This beautiful, upbeat book was published in June this year and I picked it up following a recommendation on the Good Housekeeping books page, a place where I quite often find some enjoyable reads.
It’s a story which explores friendship, bereavement, family, reconciliation, love and the redemptive power of gardening in a joyfully original way.
We’re in Stoke Newington, a place I know reasonably well because I often review shows at the Tower Theatre there. Imagine two houses which, for historical reasons share a garden. When Prem and Maya, move in to rent one of them in the 1970s, they find Alma who owns the other house very daunting but gradually things change. Interspersed with this is another story set in 2018/19 in which two gay men, Winston and Lewis are renting and an irritable single mother Bernice lives next door with her son. All of them, one way and another, become involved with the garden.
Adams slowly interweaves her stories. There is an old chair in the garden which Prem made 30 years earlier, for example. For a long time we wonder where Prem and Maya’s daughter who becomes a quasi-grandchild to Alma is now and, for that matter, where Maya went and what she did.
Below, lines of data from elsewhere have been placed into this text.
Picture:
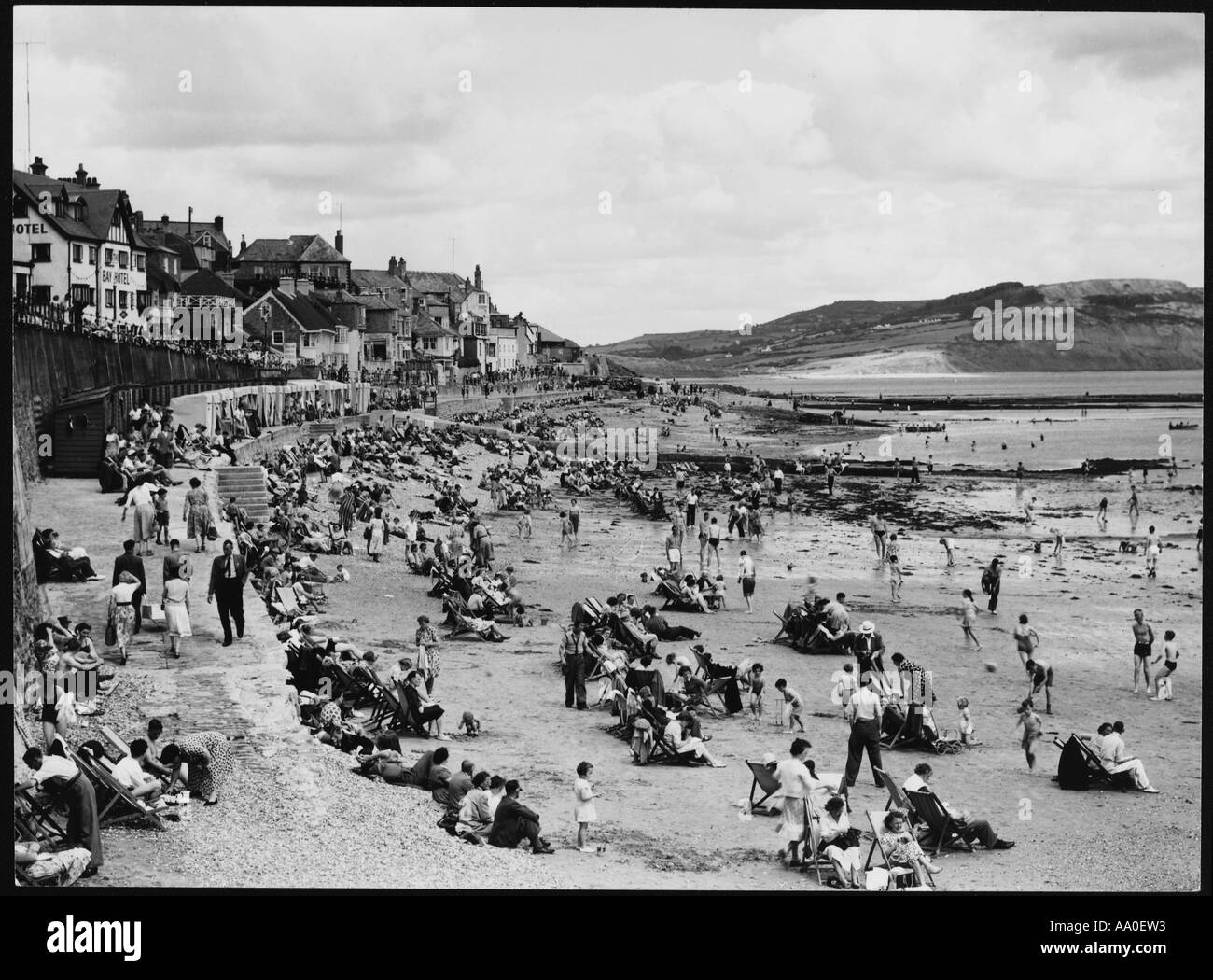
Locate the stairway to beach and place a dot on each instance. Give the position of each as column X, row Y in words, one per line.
column 247, row 485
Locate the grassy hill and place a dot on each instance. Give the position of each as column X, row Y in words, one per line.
column 1151, row 324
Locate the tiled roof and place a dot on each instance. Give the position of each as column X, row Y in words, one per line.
column 427, row 328
column 205, row 283
column 294, row 249
column 193, row 231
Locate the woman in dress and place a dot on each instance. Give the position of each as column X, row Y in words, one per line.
column 121, row 610
column 197, row 513
column 838, row 843
column 900, row 847
column 174, row 604
column 379, row 535
column 423, row 708
column 202, row 762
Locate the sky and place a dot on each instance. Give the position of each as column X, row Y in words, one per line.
column 618, row 173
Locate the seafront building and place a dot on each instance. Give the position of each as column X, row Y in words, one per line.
column 90, row 259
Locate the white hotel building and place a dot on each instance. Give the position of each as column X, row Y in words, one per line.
column 74, row 243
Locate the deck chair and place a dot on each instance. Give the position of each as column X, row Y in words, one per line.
column 33, row 820
column 465, row 626
column 1099, row 772
column 899, row 874
column 764, row 780
column 945, row 830
column 114, row 801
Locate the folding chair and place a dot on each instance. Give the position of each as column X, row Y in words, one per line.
column 33, row 820
column 764, row 780
column 116, row 805
column 1100, row 773
column 945, row 829
column 897, row 872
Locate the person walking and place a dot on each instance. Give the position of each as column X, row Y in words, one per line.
column 866, row 709
column 229, row 575
column 574, row 656
column 197, row 513
column 130, row 562
column 174, row 604
column 747, row 576
column 993, row 580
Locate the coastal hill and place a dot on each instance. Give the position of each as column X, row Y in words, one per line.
column 1148, row 324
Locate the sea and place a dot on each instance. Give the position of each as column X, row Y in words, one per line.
column 1161, row 384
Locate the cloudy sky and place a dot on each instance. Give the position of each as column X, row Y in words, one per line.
column 618, row 173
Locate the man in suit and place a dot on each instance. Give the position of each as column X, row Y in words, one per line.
column 229, row 574
column 129, row 562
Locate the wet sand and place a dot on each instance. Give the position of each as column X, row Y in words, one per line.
column 678, row 827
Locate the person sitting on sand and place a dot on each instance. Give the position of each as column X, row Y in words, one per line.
column 684, row 746
column 513, row 822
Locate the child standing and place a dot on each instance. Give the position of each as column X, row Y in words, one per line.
column 969, row 616
column 160, row 506
column 1031, row 723
column 583, row 805
column 894, row 579
column 793, row 705
column 962, row 704
column 756, row 688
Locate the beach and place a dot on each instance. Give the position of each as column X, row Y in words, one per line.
column 298, row 817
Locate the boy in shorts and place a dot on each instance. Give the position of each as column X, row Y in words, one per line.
column 793, row 705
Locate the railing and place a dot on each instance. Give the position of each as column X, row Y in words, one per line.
column 68, row 318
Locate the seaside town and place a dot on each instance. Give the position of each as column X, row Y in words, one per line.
column 339, row 571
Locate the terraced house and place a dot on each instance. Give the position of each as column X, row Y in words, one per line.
column 76, row 243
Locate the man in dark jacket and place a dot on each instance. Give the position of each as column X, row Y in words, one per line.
column 229, row 575
column 513, row 824
column 129, row 562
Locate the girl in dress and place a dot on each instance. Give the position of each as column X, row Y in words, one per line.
column 583, row 805
column 121, row 611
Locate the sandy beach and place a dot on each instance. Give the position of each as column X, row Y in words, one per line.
column 298, row 817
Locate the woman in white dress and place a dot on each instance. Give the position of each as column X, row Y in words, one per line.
column 174, row 604
column 379, row 535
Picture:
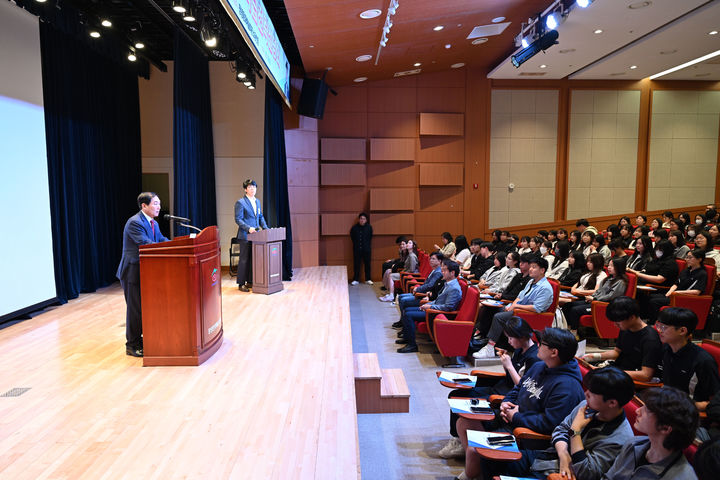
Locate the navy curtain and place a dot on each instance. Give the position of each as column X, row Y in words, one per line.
column 92, row 123
column 193, row 155
column 277, row 204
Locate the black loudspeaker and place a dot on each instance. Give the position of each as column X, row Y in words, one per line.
column 312, row 98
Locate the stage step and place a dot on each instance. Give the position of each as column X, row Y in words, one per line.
column 379, row 390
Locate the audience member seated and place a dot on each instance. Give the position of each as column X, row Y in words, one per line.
column 642, row 254
column 678, row 242
column 406, row 300
column 537, row 296
column 638, row 350
column 589, row 440
column 576, row 269
column 507, row 273
column 691, row 281
column 685, row 365
column 485, row 314
column 544, row 396
column 612, row 287
column 462, row 250
column 524, row 355
column 447, row 301
column 410, row 266
column 561, row 263
column 448, row 246
column 669, row 419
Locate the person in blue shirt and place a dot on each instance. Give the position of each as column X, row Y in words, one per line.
column 537, row 296
column 447, row 301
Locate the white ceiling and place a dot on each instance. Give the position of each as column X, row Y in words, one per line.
column 629, row 37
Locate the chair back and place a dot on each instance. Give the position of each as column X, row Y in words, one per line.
column 631, row 409
column 631, row 288
column 468, row 306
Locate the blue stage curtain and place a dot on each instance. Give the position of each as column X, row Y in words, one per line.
column 277, row 204
column 194, row 159
column 92, row 123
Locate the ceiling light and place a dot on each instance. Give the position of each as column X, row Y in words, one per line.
column 372, row 13
column 179, row 6
column 686, row 64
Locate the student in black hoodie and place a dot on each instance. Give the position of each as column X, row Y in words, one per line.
column 544, row 396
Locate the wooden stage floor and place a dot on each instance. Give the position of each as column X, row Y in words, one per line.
column 276, row 401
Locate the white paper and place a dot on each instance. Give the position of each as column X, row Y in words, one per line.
column 464, row 404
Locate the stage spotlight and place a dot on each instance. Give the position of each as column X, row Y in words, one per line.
column 540, row 45
column 179, row 6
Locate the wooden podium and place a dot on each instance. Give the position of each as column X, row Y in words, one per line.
column 181, row 299
column 267, row 259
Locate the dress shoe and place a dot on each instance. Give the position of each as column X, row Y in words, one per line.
column 408, row 349
column 133, row 352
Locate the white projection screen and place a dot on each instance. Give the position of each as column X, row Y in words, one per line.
column 27, row 278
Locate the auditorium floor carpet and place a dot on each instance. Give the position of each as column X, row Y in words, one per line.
column 401, row 445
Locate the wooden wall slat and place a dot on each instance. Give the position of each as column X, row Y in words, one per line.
column 392, row 149
column 345, row 149
column 392, row 199
column 342, row 174
column 442, row 124
column 441, row 174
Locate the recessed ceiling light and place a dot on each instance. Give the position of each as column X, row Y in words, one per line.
column 372, row 13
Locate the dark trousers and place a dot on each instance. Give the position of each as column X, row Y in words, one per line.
column 130, row 282
column 360, row 256
column 244, row 262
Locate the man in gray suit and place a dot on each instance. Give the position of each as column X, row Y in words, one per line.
column 140, row 229
column 248, row 216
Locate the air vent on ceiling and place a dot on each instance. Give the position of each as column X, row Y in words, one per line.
column 488, row 30
column 408, row 72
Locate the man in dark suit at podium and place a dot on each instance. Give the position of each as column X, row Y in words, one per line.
column 248, row 216
column 140, row 229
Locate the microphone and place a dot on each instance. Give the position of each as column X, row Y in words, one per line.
column 169, row 218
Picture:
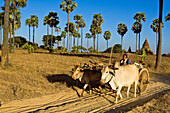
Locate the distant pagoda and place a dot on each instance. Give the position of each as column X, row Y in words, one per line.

The garden is overgrown until Winston, deeply troubled by the death of his mother with which he has never come to terms, starts to work on it assisted by Bernice’s son Sebastian. The garden is, in effect, a metaphor for creating new life and finding ways of moving on. I love the idea of Bernice buying Winston a banana tree to remind him of home and his mother, but pretending that it’s nothing because she got it in a sale.
Then there’s the community around them – Erol, the local shopkeeper whose business has been taken over by his son Sal and Sal’s wife Angela by the time Winston, Lewis and Bernice get there. Meanwhile, Bob, over the road, is a good friend who has always carried a torch for Alma. All these people are so sensitively and convincingly drawn that you could reach out and touch them. They’re all good folk, too. There are no “villains” in this novel. Yes, some of them sometimes behave badly because they’re worried, frightened, sad or whatever but they’re all likeable – even Bernice’s “difficult” ex, Simon is doing his best. And there’s something warm and life-affirming about that.
This book is not particularly “literary” and certainly wouldn’t win the Booker prize but it’s delightful, moving, poignant and thoughtful which, today, is quite enough for me. I read the final pages, while stationary in an hours long traffic jam on the Blackwall Tunnel approach and was moved to tears so it proved a wonderful escape in a pretty tiresome situation.